Regulasi itu diteken oleh Menteri Perdagangan Muhammad Lutfi dan mulai berlaku pada 27 Januari lalu. Melalui regulasi tersebut, Menteri menaikkan besaran DMO dari 20 menjadi 30 persen. Artinya, produsen CPO wajib memasok 30 persen dari produksinya untuk kebutuhan dalam negeri. “Mekanisme DMO berlaku wajib untuk seluruh produsen minyak goreng yang akan melakukan ekspor,” kata Lutfi kala itu.
Ia menjelaskan, kebutuhan minyak goreng nasional sepanjang 2022 sebanyak 5,7 juta kiloliter yang terdiri atas kebutuhan rumah tangga dan kebutuhan industri. Kebutuhan rumah tangga diperkirakan 3,9 juta kiloliter, yang terdiri atas 1,2 juta kiloliter kemasan premium, 231 ribu kiloliter kemasan sederhana, dan 2,4 juta kiloliter curah. Sementara itu, kebutuhan industri diperkirakan 1,8 juta kiloliter.

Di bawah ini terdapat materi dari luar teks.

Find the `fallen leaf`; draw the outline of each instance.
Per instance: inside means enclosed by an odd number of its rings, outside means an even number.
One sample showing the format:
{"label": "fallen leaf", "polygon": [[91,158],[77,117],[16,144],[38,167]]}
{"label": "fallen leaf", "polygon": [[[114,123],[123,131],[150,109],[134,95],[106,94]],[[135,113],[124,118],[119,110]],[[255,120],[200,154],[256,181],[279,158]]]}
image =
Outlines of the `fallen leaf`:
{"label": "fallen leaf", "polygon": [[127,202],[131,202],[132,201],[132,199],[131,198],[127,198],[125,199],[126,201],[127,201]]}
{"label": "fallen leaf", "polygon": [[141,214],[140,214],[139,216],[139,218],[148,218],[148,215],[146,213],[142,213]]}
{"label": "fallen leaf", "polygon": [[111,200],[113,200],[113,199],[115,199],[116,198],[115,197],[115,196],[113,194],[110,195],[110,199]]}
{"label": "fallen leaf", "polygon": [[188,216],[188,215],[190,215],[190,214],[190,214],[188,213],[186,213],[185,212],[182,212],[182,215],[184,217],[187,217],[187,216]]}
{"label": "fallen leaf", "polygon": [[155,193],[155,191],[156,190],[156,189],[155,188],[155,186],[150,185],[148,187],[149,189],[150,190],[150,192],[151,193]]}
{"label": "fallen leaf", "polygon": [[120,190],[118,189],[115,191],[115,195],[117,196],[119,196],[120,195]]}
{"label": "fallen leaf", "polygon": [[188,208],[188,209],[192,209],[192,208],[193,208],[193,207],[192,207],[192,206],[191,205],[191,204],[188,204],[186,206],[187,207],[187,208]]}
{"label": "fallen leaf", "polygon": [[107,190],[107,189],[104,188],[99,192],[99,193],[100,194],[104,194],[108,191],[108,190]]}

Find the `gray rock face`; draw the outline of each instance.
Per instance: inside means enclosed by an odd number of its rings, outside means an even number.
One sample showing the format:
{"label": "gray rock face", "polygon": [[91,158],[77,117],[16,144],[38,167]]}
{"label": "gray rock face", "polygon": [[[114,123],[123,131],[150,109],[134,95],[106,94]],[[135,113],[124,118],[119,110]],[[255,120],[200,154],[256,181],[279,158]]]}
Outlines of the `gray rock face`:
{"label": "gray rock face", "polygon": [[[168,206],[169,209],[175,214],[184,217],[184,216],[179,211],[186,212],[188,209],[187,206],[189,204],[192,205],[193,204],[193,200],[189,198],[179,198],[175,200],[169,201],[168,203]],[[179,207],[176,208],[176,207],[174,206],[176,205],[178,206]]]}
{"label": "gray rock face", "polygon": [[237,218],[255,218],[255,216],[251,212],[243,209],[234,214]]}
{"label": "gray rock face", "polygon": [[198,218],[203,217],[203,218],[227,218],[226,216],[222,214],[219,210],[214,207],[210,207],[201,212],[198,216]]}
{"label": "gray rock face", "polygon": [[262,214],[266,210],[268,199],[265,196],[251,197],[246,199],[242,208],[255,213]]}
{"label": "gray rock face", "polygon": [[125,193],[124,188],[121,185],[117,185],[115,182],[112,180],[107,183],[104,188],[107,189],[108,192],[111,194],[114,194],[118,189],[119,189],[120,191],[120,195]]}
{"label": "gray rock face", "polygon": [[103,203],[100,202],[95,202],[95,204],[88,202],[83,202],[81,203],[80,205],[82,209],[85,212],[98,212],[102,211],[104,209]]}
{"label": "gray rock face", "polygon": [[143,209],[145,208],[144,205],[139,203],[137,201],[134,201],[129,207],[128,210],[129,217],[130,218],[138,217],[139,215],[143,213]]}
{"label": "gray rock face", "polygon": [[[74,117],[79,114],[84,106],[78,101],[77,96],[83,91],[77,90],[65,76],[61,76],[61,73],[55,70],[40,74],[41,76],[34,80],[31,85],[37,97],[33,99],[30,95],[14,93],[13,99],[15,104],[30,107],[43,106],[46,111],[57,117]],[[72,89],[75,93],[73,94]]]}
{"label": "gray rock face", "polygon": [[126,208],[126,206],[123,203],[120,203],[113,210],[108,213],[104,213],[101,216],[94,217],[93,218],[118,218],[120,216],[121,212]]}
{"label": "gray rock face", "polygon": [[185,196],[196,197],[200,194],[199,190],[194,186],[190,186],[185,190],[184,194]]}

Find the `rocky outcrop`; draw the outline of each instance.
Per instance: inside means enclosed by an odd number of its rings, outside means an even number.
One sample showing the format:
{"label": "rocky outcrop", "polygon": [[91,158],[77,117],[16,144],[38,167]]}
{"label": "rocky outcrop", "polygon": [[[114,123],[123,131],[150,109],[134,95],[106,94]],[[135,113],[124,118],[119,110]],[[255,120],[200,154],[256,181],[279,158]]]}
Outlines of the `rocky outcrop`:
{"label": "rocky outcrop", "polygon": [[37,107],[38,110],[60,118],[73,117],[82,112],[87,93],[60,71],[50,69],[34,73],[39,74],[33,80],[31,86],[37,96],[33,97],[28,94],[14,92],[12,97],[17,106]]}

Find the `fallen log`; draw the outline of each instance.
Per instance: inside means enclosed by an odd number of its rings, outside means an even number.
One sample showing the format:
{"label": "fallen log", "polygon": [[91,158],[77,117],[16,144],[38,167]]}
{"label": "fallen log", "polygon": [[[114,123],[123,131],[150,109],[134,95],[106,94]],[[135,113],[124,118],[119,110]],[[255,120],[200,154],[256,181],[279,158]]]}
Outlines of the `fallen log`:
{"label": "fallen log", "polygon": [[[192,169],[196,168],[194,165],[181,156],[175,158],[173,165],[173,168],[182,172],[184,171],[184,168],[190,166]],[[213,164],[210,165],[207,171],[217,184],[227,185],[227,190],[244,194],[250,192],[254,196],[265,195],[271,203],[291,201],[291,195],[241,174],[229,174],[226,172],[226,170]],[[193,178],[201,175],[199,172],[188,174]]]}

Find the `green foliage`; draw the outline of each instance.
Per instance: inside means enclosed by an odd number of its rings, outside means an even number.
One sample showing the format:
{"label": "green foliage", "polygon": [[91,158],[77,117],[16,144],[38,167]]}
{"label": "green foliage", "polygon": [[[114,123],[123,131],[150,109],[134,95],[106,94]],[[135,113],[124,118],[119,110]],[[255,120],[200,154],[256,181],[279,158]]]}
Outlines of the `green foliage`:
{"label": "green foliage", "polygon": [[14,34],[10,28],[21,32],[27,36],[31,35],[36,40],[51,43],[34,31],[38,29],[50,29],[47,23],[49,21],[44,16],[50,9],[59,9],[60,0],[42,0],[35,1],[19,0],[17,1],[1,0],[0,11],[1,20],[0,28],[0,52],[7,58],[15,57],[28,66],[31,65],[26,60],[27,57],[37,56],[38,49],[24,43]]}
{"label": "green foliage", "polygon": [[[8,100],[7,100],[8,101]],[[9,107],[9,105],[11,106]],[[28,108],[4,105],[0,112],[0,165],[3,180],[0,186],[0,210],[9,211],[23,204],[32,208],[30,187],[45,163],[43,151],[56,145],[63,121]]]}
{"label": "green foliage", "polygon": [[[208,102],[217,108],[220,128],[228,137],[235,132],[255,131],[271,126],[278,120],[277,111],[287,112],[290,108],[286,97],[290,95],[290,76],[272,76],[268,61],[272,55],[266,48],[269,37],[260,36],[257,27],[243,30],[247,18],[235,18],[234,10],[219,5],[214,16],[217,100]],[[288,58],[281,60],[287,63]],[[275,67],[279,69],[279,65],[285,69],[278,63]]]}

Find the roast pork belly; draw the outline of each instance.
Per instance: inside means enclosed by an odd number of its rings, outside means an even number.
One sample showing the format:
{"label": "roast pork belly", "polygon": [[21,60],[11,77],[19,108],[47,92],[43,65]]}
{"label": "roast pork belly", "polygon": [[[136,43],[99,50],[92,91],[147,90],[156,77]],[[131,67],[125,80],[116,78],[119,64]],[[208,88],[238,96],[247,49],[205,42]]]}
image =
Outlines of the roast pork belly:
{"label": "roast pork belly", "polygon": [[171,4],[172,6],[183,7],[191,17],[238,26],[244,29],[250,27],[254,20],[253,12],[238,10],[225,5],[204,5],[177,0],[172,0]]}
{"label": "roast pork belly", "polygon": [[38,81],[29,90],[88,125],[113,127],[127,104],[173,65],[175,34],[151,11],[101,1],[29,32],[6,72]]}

Tak hanya mengatur DMO, Kementerian Perdagangan juga menerbitkan kebijakan domestic price obligation (DPO). Dalam kebijakan itu, harga jual minyak sawit dalam negeri diatur sebesar Rp 9.300 per kg dan sudah termasuk pajak pertambahan nilai (PPN). Kebijakan tersebut tertuang dalam Keputusan Menteri Perdagangan Nomor 129 Tahun 2022. Keputusan ini diharapkan dapat membuat produsen minyak sawit menjual produknya ke produsen minyak goreng sesuai dengan harga acuan sehingga akhirnya produsen dapat menjual minyak ke pasar dengan harga Rp 14 ribu per liter.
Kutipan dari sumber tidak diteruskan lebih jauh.